Palestras 2017-1
Palestra 1: Quo vadis, QSAR?
Data: 05/04/2017
Local: Anfiteatro do ICB I, às 14:00
Palestrante: Prof. Dr. - Laboratory for Molecular Modeling, Division of Chemical Biology and Medicinal Chemistry, Eshelman School of Pharmacy, University of North Carolina, Chapel Hill, NC 27599, USA. - Área de Bioinformática.
Abstract
Quantitative Structure-Activity Relationship (QSAR) modeling is one of the major computational tools employed in medicinal chemistry. However, throughout its entire history it has drawn both praise and criticism concerning its reliability, limitations, successes, and failures. This presentation will be devoted to the current trends, unsolved problems, and pressing challenges and several novel and emerging applications of QSAR modeling. We will provide guidelines for QSAR development, validation, and application, which are summarized in best practices for building rigorously validated and externally predictive QSAR models1. These guidelines are primarily centered on four following elements of predictive QSAR workflow: data collection and curation; model building and rigorous external validation; model exploitation.
Data curation. Careful curation of input data is critical for the success of any cheminformatics analysis including QSAR modeling. We will describe the workflows for both chemical and biological data curation developed in our lab2. Treatment of chemical data included the removal of inorganics, organometallics, counterions, and mixtures, structural cleaning (e.g., detection of valence violations), ring aromatization, normalization of specific chemotypes, standardization of tautomeric forms, deletion of duplicates, and manual checking of complex cases. Biological data curation included detection and verification of activity cliffs, analysis of experimental variability, calculation and tuning of dataset modelability index, consensus QSAR predictions identification and correction of misannotated compounds.

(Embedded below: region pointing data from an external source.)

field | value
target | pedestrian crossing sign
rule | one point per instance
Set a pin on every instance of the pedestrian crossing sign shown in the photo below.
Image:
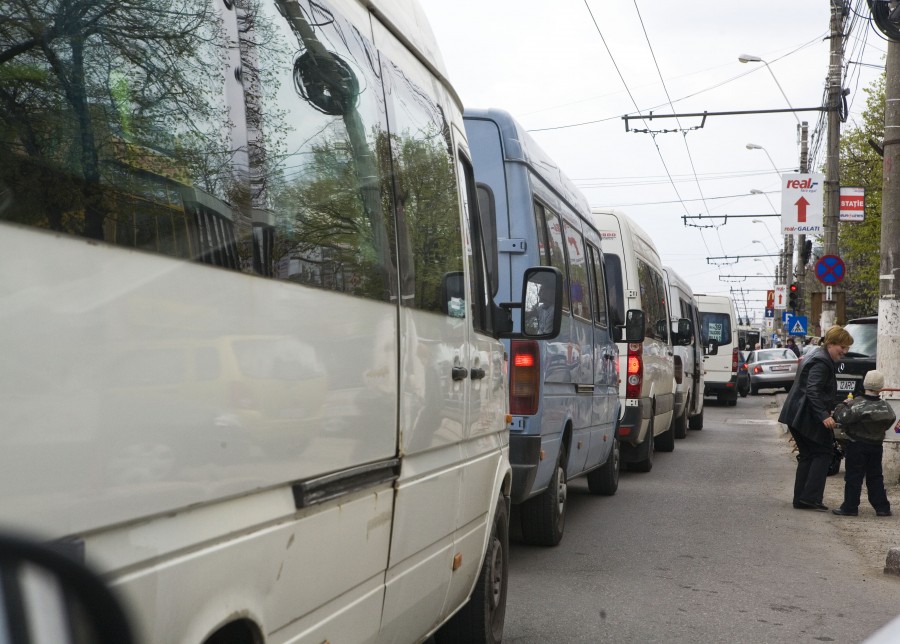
(798, 325)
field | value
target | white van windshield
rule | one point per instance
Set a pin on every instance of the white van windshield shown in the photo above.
(715, 326)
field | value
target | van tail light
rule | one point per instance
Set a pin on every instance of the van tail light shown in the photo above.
(524, 377)
(635, 370)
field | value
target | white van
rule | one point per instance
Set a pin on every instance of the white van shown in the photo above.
(252, 369)
(688, 356)
(719, 333)
(635, 280)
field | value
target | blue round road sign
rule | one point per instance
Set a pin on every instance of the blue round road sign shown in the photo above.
(830, 269)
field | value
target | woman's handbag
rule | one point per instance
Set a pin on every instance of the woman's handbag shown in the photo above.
(835, 466)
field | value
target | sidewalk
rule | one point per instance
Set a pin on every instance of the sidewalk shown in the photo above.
(871, 537)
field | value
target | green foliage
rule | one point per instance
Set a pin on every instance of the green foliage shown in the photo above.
(859, 243)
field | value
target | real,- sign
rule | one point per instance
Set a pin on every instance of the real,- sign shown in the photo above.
(801, 203)
(853, 204)
(780, 296)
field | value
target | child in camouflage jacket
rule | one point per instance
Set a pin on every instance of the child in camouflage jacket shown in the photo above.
(865, 420)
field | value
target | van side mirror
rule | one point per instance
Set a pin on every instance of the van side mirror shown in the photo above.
(540, 306)
(634, 326)
(542, 293)
(453, 294)
(685, 334)
(662, 329)
(44, 586)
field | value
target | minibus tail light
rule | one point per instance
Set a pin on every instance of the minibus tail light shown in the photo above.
(635, 374)
(524, 378)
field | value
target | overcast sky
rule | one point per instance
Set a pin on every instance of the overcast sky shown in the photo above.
(568, 70)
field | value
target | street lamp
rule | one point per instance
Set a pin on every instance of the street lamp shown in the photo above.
(749, 58)
(754, 146)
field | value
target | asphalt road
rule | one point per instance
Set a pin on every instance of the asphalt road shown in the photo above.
(705, 548)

We will also introduce the concept of "MODelability Index" (MODI)3 that was proposed not only as a quantitative tool to quickly estimate whether predictive QSAR model(s) can be obtained for a given binary dataset but also as an attempt to answer the following questions: (i) how the number of activity cliffs in a given dataset correlates with the overall prediction performance of QSAR models for this dataset; (ii) whether such correlation is conserved across different datasets; (iii) whether one could use the fraction of activity cliffs in a datasets to assess the overall possibility of success or failure for QSAR modeling; (iv) why some datasets are modelable whereas others are not; and (v) how (and whether it is possible at all) to find the subset of compounds in overall non-modelable dataset, for which local QSAR models can be obtained.
Model building and validation. We will describe predictive QSAR modeling workflow developed in our lab with particular attention paid to rigorous internal and external cross-validation, estimation of applicability domain of a QSAR model, and consensus predictions. Here we will also present a brief overview of most popular descriptors and modeling.

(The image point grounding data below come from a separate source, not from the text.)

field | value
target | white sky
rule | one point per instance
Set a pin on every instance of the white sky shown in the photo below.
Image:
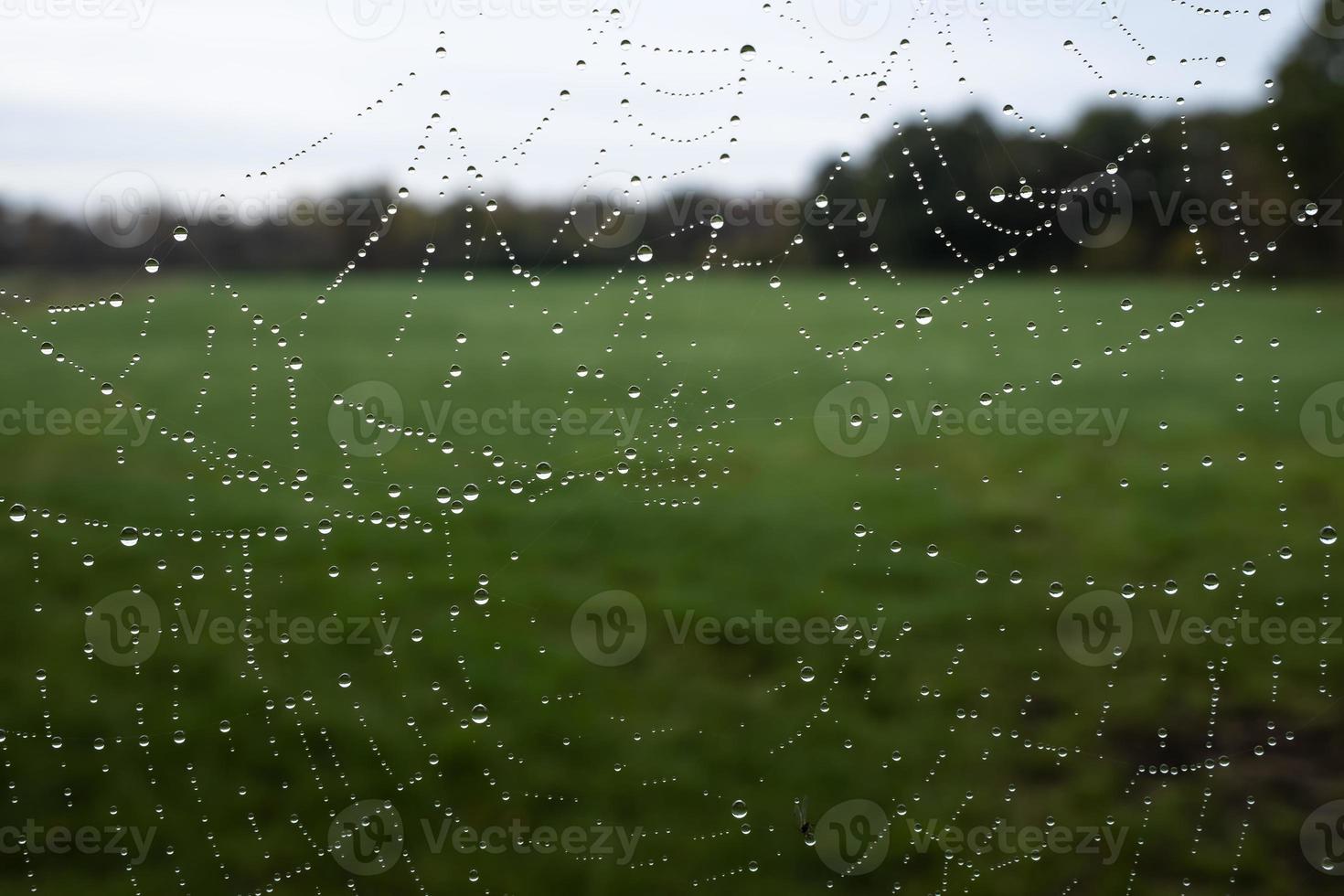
(199, 91)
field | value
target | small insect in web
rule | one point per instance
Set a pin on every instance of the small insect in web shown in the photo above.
(800, 816)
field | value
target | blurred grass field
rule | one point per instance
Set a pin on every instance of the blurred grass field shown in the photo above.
(732, 511)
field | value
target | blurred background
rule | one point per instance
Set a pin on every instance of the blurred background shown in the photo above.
(256, 266)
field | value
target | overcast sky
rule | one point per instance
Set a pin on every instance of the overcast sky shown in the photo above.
(197, 93)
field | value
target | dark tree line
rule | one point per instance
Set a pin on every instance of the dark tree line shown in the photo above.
(1281, 157)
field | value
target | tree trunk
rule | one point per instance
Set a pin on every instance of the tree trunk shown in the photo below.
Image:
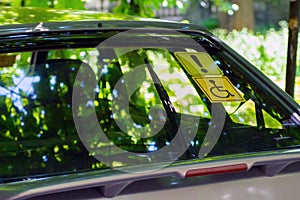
(244, 17)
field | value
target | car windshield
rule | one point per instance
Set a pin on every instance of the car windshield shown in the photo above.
(68, 104)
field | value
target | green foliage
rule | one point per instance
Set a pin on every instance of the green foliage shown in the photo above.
(266, 50)
(62, 4)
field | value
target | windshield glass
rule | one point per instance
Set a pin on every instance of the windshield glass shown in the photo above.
(143, 98)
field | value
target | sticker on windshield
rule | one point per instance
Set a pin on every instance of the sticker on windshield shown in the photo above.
(7, 60)
(198, 64)
(218, 89)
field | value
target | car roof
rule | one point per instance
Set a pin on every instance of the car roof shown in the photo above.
(24, 19)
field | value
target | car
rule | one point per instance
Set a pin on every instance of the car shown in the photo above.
(97, 105)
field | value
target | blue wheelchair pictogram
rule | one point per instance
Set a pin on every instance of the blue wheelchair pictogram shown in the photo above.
(219, 92)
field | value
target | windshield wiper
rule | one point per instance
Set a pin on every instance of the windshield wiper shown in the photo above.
(169, 108)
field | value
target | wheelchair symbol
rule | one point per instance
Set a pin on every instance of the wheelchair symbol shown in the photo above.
(218, 91)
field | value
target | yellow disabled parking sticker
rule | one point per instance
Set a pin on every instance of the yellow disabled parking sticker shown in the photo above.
(218, 89)
(198, 64)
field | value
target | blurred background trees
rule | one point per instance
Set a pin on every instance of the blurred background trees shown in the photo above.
(254, 25)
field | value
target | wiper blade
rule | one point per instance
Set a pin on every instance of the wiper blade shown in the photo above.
(164, 97)
(169, 108)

Model exploitation. Experimental validation is the only indicator of actual utility of QSAR modeling. In conclusive part of the presentation we will emphasize several examples of experimentally-assisted computational drug design including the development of novel compounds with with desired complex polypharmacological profile as well as more traditional optimization and design of novel antivirals, antimicrobials, etc. We will also describe new non-trivial applications and future trends of QSAR such as modeling of peptides and chemical mixtures, quantitative nanostructure-activity relationship, application of QSAR in materials informatics, approaches for model interpretation, etc.
1 Cherkasov, A.; Muratov, E.; Fourches, D; et al. J. Med. Chem. 2014, DOI: 10.1021/jm4004285.
2 Fourches, D.; Muratov, E.; Tropsha, A. J. Chem. Inf. Model. 2010, 50, 1189.
3 Golbraikh, A.; Muratov, E.; Fourches, D.; Tropsha, A. J. Chem. Inf. Model. 2014, DOI: 10.1021/ci400572x.